On the day of a viewing session, clinical coordinator Saba Ilyas carefully retrieves and prepares each organ. The patients come in, sometimes alone, sometimes with their families, all eyeing the tray with the bulging surgical towel.
Hendrix had expected to see something “black and shriveled, probably three times the normal size, and just jello-like.”
Bell had expected a big red ideograph, “like when you open a Valentine’s card.”
“It wasn’t like that at all though,” he continued. “What it reminded me of, was a piece of roast beef.”
Under the glaring examination lights of the Baylor pathology lab, the visceral reality of what had actually happened to these people was an abstraction. I was there, holding a lump of raw meat in my hands, trying to feel the life that had once pulsated through it. Across culture and time, the heart has been a metaphor for love, for valor, for the soul itself—for everything we can sense but never touch. Here too, at the viewing, it was evident, by the gentle reverence it inspired, by the tender way in which it was held—the meaning of this organ transcended its mere function and form. Each transplantee was left to interpret the significance of this experience for themselves.
James Murtha holds his own heart. (Roc Morin)
“The whole time you’re holding your heart,” Bell described, “your brain wants to have a little conversation with you—like you shouldn’t really be doing this. This is not normal.

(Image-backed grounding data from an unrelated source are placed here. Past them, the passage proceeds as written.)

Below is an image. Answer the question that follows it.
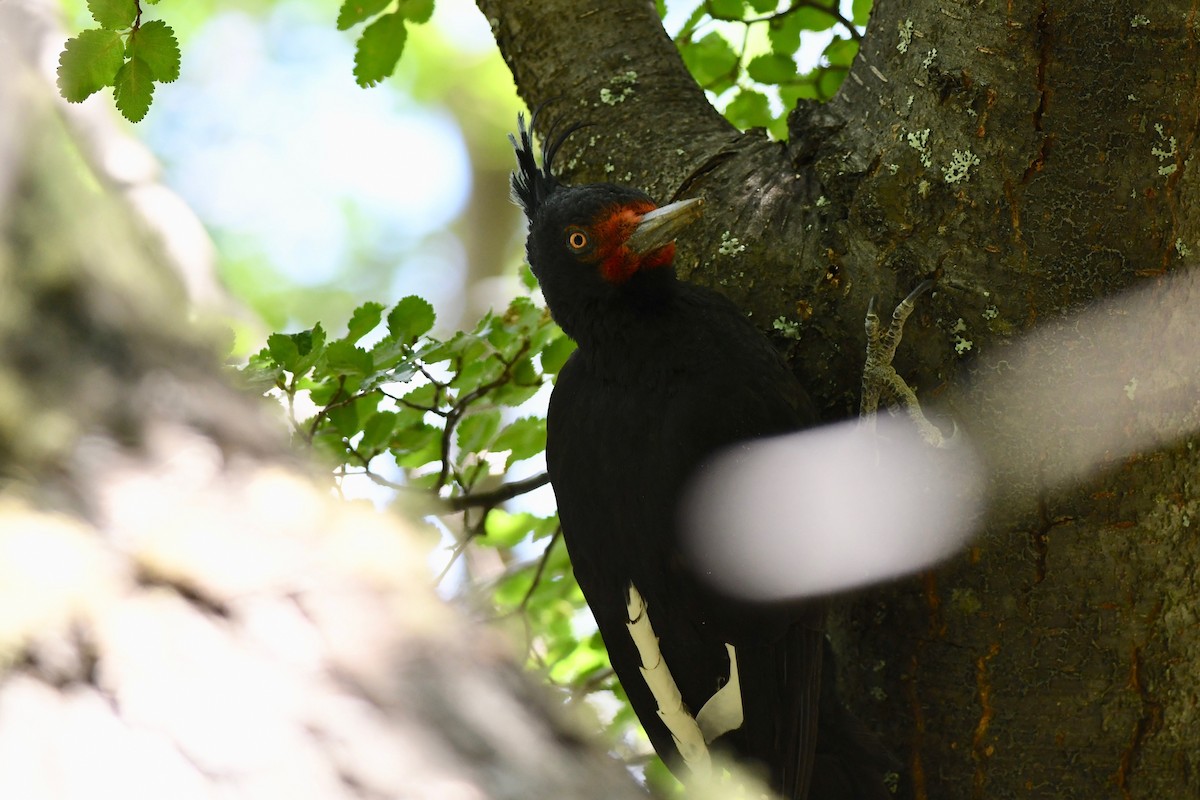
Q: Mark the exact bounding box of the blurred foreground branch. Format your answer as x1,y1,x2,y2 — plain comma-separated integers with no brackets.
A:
0,7,645,798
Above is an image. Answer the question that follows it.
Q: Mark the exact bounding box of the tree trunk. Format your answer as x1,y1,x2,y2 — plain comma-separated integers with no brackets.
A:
481,0,1200,796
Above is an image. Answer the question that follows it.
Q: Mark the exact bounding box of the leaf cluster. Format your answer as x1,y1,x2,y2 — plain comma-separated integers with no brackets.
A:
671,0,871,138
336,0,436,88
242,287,662,777
56,0,180,122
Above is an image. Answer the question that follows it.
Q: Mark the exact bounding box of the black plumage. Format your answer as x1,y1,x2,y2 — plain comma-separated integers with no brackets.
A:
510,113,887,799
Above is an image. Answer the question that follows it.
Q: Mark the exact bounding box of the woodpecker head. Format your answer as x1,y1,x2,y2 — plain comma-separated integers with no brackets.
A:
510,113,703,329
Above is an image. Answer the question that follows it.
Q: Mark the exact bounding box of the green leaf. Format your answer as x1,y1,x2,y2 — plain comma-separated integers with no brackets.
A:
492,417,546,467
483,509,539,548
747,53,797,84
360,410,398,452
327,393,379,438
792,3,838,32
337,0,391,30
678,32,738,91
781,81,820,111
240,351,285,392
400,382,438,409
354,12,407,88
707,0,744,21
450,357,504,395
324,340,374,376
113,56,154,122
268,324,326,376
397,0,435,23
852,0,874,26
824,37,860,68
768,14,804,55
392,423,440,467
518,264,538,292
747,0,776,11
388,295,436,343
456,409,501,456
87,0,137,30
127,20,180,83
266,333,300,370
817,65,847,99
540,333,576,375
725,88,772,131
57,29,125,102
346,301,385,343
491,380,541,409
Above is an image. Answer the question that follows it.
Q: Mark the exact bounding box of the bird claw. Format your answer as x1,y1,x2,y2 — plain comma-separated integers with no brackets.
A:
859,280,948,448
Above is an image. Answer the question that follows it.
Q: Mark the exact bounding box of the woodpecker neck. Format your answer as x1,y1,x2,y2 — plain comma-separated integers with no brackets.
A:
550,264,680,352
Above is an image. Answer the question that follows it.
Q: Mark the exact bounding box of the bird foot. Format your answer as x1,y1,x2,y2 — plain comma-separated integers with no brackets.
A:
859,280,952,448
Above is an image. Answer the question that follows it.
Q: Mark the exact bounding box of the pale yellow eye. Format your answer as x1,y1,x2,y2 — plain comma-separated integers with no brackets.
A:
567,230,588,250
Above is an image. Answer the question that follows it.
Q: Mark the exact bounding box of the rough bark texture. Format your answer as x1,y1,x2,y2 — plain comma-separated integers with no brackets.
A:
480,0,1200,797
0,5,650,798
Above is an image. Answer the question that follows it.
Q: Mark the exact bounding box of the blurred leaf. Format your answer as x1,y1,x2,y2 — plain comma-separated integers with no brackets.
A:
241,351,284,392
792,3,838,31
540,333,577,375
336,0,390,30
57,29,124,102
354,12,407,88
451,357,505,395
494,567,535,606
725,88,772,130
393,423,441,467
114,56,154,122
852,0,874,26
398,0,435,24
678,32,738,91
817,65,846,98
388,295,437,343
707,0,744,21
747,53,796,84
824,37,860,68
324,340,374,376
127,20,180,83
87,0,137,30
492,417,546,468
401,382,438,409
346,301,385,343
360,410,398,452
456,409,501,456
483,509,539,548
519,264,538,292
327,393,379,438
491,379,541,408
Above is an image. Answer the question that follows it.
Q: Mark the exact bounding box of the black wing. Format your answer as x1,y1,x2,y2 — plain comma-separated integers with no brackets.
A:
546,287,824,797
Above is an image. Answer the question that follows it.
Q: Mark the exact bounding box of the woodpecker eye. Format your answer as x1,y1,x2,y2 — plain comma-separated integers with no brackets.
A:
567,229,588,250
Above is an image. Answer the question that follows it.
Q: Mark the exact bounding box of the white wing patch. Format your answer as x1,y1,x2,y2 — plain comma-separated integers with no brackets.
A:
626,583,744,777
697,643,742,742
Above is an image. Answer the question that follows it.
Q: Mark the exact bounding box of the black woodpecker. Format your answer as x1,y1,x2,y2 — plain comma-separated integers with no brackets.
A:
511,113,893,800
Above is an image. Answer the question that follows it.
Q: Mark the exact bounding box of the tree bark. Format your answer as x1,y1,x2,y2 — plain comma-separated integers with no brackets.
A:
481,0,1200,796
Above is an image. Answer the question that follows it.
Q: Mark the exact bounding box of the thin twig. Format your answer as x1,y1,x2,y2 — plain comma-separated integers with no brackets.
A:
746,0,863,43
435,535,472,585
446,472,551,511
517,527,563,614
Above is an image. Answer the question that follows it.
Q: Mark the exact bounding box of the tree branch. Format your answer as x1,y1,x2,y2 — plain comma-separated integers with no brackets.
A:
446,472,551,511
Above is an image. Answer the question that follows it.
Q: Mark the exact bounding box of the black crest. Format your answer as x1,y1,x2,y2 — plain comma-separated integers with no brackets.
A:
509,109,583,221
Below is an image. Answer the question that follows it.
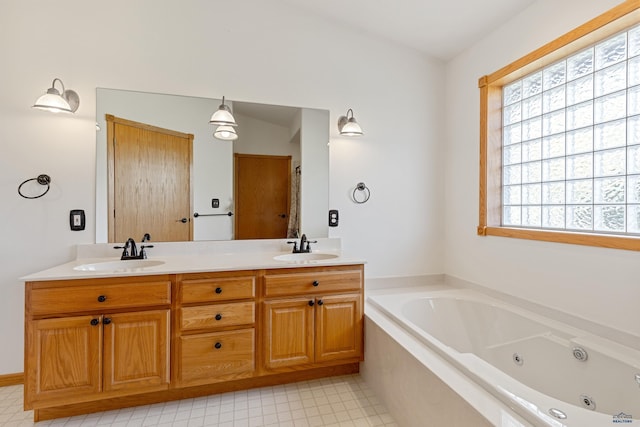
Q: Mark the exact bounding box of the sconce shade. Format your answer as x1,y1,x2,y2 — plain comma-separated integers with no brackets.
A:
209,96,237,126
214,125,238,141
32,78,79,113
337,109,363,136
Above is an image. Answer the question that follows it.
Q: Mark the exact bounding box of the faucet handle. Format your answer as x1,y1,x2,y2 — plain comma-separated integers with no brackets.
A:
139,245,154,259
113,245,129,257
304,240,317,252
286,241,299,253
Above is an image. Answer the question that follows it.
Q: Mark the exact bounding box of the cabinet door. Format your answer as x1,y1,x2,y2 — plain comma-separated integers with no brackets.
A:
26,315,102,408
103,309,170,393
263,298,314,369
315,294,362,363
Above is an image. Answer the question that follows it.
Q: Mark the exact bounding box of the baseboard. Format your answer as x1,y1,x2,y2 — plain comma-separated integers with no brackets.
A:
0,372,24,387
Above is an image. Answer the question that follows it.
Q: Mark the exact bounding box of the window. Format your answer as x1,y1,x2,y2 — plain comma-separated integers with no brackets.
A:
478,2,640,251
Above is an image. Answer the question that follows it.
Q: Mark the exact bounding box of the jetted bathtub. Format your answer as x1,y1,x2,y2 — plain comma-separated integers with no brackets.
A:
367,288,640,426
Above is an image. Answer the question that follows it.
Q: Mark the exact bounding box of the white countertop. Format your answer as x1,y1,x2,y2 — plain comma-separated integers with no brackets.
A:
22,238,366,281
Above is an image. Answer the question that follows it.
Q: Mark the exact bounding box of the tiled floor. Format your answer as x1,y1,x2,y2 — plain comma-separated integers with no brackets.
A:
0,375,398,427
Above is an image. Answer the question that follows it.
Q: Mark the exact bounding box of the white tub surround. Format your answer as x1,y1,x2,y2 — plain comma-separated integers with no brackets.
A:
365,284,640,427
361,315,498,427
22,238,365,281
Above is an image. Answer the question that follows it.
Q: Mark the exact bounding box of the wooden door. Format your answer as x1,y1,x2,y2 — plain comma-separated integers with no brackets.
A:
102,310,170,394
26,315,102,407
263,298,314,369
234,154,291,239
107,115,194,243
315,294,362,363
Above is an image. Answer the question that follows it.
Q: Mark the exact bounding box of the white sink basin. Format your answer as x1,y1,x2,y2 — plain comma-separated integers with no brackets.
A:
73,259,165,272
273,253,339,262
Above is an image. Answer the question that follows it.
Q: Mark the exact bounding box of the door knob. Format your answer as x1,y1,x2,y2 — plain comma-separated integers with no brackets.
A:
177,218,188,223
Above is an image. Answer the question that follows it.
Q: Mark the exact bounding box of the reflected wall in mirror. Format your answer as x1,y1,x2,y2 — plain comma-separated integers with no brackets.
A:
96,88,329,243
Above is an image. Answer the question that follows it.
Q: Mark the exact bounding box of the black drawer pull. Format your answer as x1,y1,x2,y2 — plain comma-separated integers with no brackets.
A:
215,314,222,321
103,317,112,325
308,300,315,306
317,300,324,306
312,281,319,287
97,295,107,302
214,342,222,349
215,287,223,294
90,319,100,326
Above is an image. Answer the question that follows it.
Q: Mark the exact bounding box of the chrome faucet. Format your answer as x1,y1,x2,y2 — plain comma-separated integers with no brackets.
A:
287,234,317,253
114,233,154,259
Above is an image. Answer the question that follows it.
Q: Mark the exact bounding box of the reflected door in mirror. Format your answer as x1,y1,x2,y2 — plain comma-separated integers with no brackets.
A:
234,154,291,239
107,115,194,242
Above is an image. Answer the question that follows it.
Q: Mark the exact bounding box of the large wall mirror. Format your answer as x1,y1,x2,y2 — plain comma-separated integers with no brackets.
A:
95,88,329,243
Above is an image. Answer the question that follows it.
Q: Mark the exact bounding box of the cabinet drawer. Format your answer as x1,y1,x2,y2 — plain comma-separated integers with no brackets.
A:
180,302,255,331
179,328,255,384
30,281,171,316
264,270,362,298
180,277,255,304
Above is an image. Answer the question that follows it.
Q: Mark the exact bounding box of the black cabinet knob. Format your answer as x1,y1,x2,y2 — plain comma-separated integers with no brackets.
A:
215,314,222,321
215,287,223,294
103,318,112,325
308,300,315,306
90,319,100,326
214,342,222,349
312,281,319,287
97,295,107,302
317,300,324,306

And, you’re like—well, but here it is. I have my heart right here in my hands, and it’s normal to me.” Bell later recalled opening his eyes for the first time after his operation. “In a very poignant moment, I told my new heart that I’d take care of it as best I could for as long as I could.”
Hendrix speculated about the identity of her donor. Based on the frenetic surge of energy she reports experiencing since the transplant, she mused that “it feels like a tennis player.” Afterwards, she spoke again about the borrowed life source she carries inside of her. “It’s like the donor, in some way, is still alive. I think, if the donor was a happy person, they’re still a happy person, it just manifests itself through me.”

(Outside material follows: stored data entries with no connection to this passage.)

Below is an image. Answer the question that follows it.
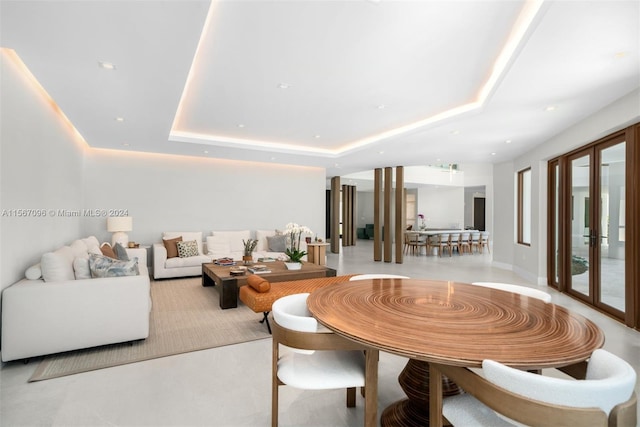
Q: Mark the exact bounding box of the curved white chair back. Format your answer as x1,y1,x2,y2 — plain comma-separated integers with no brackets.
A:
438,233,450,244
272,293,317,333
471,232,480,241
460,232,470,240
471,282,552,303
483,349,636,416
350,274,410,281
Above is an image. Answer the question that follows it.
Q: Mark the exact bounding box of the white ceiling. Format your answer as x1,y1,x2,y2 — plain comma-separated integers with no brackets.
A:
2,0,638,178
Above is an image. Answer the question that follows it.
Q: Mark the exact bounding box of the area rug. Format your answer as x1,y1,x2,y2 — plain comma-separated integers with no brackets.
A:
29,277,271,381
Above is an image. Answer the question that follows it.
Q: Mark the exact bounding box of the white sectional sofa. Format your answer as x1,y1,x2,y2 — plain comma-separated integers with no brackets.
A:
153,230,297,279
1,236,151,362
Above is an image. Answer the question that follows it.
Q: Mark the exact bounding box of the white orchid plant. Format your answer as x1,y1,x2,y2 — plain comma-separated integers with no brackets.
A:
284,222,313,263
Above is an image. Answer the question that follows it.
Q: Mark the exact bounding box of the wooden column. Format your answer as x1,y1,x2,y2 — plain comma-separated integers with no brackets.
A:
384,167,393,262
395,166,404,263
341,185,356,247
374,168,382,261
330,177,340,253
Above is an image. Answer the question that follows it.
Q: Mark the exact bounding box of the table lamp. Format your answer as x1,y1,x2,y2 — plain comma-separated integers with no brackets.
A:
107,216,133,247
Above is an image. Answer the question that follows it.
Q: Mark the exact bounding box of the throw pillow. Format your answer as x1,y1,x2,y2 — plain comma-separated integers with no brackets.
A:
267,235,286,252
163,236,182,258
100,243,117,259
41,246,75,282
113,242,130,261
177,240,199,258
88,254,139,278
25,264,42,280
73,257,92,280
247,274,271,293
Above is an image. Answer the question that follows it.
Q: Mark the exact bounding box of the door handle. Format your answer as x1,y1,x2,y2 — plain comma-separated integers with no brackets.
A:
589,230,598,247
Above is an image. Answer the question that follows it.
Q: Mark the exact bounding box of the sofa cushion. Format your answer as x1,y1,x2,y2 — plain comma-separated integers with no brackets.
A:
211,230,250,253
89,254,139,278
206,235,231,257
100,243,117,259
70,239,88,258
73,257,92,280
163,232,203,255
247,274,270,293
41,246,75,282
82,236,100,253
25,263,42,280
163,236,182,258
267,235,287,252
255,229,277,252
177,240,199,258
164,254,211,269
113,243,130,261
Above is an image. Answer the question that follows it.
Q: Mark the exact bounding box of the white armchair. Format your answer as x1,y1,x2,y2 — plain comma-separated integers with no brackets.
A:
271,293,369,426
442,349,637,426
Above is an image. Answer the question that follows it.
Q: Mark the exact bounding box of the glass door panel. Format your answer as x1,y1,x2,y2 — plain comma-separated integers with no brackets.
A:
569,154,591,299
598,141,626,313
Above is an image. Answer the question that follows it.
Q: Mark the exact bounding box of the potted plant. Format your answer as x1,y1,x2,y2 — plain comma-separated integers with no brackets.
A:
284,222,312,269
242,239,258,265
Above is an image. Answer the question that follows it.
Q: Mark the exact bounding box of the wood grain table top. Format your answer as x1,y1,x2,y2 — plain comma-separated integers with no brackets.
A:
307,278,604,369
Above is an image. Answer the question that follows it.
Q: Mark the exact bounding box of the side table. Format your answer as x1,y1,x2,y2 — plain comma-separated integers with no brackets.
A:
306,242,329,265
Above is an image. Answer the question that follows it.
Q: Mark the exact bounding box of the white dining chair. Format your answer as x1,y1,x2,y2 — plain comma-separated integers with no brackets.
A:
349,274,410,281
479,231,490,253
271,293,368,426
449,232,461,255
469,232,480,253
459,232,471,254
470,282,552,303
442,349,637,427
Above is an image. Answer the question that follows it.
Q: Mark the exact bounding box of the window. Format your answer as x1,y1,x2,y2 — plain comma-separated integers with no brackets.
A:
517,168,531,245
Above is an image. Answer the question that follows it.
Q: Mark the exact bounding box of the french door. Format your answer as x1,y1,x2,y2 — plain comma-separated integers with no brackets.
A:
549,125,638,327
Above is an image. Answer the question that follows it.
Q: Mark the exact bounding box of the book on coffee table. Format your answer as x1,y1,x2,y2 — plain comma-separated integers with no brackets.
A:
257,257,276,262
248,265,271,274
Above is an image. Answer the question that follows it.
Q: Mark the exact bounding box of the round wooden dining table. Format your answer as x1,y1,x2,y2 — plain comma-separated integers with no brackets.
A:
307,278,605,427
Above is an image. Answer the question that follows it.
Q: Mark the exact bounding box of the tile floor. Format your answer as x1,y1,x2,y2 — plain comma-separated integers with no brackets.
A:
2,240,639,426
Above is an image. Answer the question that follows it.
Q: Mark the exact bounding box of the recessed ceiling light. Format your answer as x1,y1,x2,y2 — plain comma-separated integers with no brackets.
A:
203,150,209,154
314,135,321,139
98,61,116,70
270,157,276,161
491,152,497,156
614,51,628,59
376,104,386,110
115,117,124,122
237,124,245,128
505,139,512,143
545,105,557,112
378,151,384,154
277,83,290,89
450,130,460,135
121,143,130,147
436,158,441,162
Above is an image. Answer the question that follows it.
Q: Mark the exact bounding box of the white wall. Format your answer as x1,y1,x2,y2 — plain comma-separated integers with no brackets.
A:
81,149,326,245
1,51,85,291
417,187,464,229
493,89,640,284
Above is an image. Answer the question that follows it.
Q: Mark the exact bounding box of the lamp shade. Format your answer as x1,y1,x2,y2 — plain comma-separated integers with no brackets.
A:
107,216,132,232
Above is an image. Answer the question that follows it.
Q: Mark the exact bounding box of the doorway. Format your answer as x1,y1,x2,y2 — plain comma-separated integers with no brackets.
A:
549,125,638,328
473,197,486,231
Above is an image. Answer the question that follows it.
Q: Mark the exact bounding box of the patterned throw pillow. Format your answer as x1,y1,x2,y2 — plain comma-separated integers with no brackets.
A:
177,240,199,258
89,254,139,278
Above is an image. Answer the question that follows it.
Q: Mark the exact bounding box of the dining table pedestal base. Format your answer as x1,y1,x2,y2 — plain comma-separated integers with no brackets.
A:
381,359,461,427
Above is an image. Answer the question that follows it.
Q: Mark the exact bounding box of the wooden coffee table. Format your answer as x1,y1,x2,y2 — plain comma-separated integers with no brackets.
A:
202,261,336,309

For Sample, the heart in her chest feels palpably foreign. She has dreamed about her unknown donor—envisioning him kneeling before her, offering up his heart with his own two hands. She has stopped using the common phrase “my heart” to describe her feelings. She has replaced it, sometimes haltingly, with “my mind.”
Bell held his former heart in front of his chest, with hands that shook from the drugs he must take for the rest of his life to keep his body from rejecting his new organ. The survivor found himself unexpectedly smiling. “To see my native heart, this thing that had caused so much pain and heartache, and to be able to walk away [from it]—I felt victorious.”

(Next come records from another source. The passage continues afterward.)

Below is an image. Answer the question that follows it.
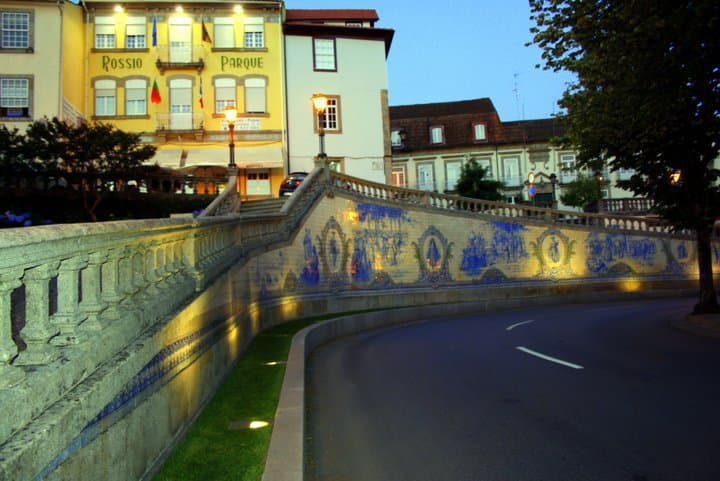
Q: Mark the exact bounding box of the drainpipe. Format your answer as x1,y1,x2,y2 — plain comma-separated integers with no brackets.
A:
57,0,63,119
82,1,90,120
280,0,290,174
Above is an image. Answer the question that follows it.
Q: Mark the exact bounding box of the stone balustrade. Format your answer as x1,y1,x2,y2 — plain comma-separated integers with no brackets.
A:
329,171,691,238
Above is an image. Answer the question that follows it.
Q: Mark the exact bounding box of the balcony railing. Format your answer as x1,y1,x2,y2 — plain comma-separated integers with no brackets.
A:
155,112,206,131
155,45,206,73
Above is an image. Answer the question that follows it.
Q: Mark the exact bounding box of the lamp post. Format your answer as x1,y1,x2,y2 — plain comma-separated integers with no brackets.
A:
224,105,237,168
594,169,604,213
311,94,328,165
549,173,558,209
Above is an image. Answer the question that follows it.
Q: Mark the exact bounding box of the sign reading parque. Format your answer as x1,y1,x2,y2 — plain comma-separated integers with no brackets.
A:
99,55,265,72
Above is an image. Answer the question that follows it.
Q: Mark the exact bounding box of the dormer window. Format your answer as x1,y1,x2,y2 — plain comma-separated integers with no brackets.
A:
429,125,444,145
391,129,405,147
473,122,487,141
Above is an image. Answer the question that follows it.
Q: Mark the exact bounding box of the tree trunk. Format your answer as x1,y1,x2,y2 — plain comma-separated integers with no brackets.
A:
693,225,719,314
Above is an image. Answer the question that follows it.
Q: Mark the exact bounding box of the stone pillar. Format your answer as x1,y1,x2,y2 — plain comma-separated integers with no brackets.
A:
100,248,128,322
15,263,60,366
80,252,108,331
0,272,25,387
51,256,89,345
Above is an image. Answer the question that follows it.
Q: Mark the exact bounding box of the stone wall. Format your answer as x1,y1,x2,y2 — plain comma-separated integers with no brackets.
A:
0,168,714,481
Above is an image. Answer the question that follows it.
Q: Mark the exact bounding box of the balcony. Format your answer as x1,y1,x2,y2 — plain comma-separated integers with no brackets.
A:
155,112,206,140
155,45,206,74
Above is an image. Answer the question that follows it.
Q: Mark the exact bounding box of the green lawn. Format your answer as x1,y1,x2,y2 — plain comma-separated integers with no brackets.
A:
152,316,320,481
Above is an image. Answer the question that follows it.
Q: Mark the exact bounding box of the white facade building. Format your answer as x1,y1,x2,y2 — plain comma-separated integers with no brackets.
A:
284,9,394,183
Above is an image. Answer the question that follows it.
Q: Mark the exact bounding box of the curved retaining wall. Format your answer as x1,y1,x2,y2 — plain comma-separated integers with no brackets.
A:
0,170,715,481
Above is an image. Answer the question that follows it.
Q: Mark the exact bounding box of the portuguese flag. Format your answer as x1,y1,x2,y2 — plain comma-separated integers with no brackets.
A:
151,79,162,104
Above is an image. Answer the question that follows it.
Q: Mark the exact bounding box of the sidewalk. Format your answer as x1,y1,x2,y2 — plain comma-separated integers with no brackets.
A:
673,313,720,339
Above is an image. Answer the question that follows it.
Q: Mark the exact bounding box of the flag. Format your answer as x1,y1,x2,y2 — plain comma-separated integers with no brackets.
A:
151,79,161,104
201,20,212,44
198,80,204,108
151,15,157,47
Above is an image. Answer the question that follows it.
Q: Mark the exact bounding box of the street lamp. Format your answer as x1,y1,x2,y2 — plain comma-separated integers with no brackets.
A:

Hendrix thought of God, and of all her mother’s fervent prayers. “It made me feel how truly blessed I am to be here.”
Sample’s emotions overwhelmed her. “When something is gone that’s been a part of you—the thing that gives you life—there’s a sense of loss. There’s a grieving process that you have to go through. It’s crazy, but it’s like a person. It’s dead. My heart is dead, and there it is, lying on the table right there. If your mind goes to that place, then you can’t help but feel that loss. I told my heart ‘I’m so sorry I didn’t take care of you better.’ It brought tears to my eyes, truly. I needed to say goodbye.”